The Sudan conflict is affecting the Sydney community, who are unsure if their families will survive
“It’s hard. There’s no way out…some of them were killed because they’re civilians.”
Sending money to relatives was routine for many in Sydney’s Sudanese community, but now it has become almost impossible and Mela fears they may starve.
“I’ve spoken to my older brother who is there and my cousins, my nephews and my nieces, all there. They were really stranded and it’s hard for them to get anything to eat at all and they even asked me if I could send money [but] there’s nowhere to go and collect the money,” he said.
The Department of Foreign Affairs and Trade has assisted more than 150 Australians and their families to evacuate Sudan and has been in contact with more than 100 registered in the country.
Secretary of State Penny Wong confirmed that the RAAF had joined an international evacuation operation overnight. It flew 36 Australians and their family, as well as citizens from six other nations, to Cyprus. “Unfortunately, we still have Australians on the ground,” Wong told ABC radio on Wednesday.
Sudan’s Ambassador to Australia, His Excellency Abdalla Wadi, who represents the Sudanese government, blamed the conflict on the paramilitary Rapid Support Forces and accused the group of not being able to reach a joint agreement “to have an army in the to have land”. .
“A meeting between the two parties was supposed to take place on April 15 last year to agree on final points, but … an unconstitutional regime in Sudan, the RSF, launched a surprise attack on the same day,” he said.
“As a result of its failure to achieve its objectives, the RSF has launched large-scale, aggressive operations to destroy key units or services and attack a range of diplomatic missions, looting property, storming citizens’ homes and threatening them as people to use shields.”
Blaming the army for attacking first, the RSF said they occupied airports in the northern city of Merowe and El-Obeid to the west on April 15.
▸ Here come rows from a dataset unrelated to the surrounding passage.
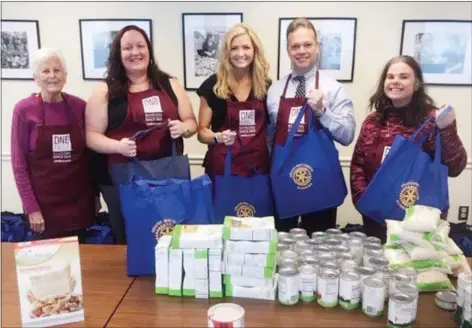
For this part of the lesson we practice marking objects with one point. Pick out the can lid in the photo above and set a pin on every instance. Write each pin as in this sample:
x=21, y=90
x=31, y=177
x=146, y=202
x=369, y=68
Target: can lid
x=401, y=298
x=288, y=271
x=447, y=296
x=226, y=312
Wadi strongly denies that the RSF is still in control of the airports and remained hopeful the conflict could be resolved internally after a seven-day ceasefire was agreed between the army and RSF.
“More than 95 percent of the entire country is under full government control,” Wadi said.
“What is happening in Sudan is an internal problem and we are very well placed to do our best to solve it internally.”
Professor Michael Humphrey, an expert on social change and the Middle East at the University of Sydney, was less positive about the state of Sudan, saying there had been optimism that a democratic movement could grow but the fighting has dashed that possibility.
“It seems more and more that that was more of a facade and that the military, in this case none of those groups, were really willing to let go,” he said.
“It’s quite remarkable when you think about it, these are Sudanese fighting amid civilian populations. It’s pretty incredible in the sense of, are they really that detached from their own country and from their own families and regions?”
Humphrey said the crisis Sudan is facing is working on how the Sudanese army or RSF – both a form of military – could cede power for more stability.
“Whether it’s the official military or the kind of new military… how do you get them to give up power? This is the crisis and it doesn’t look very optimistic,” he said.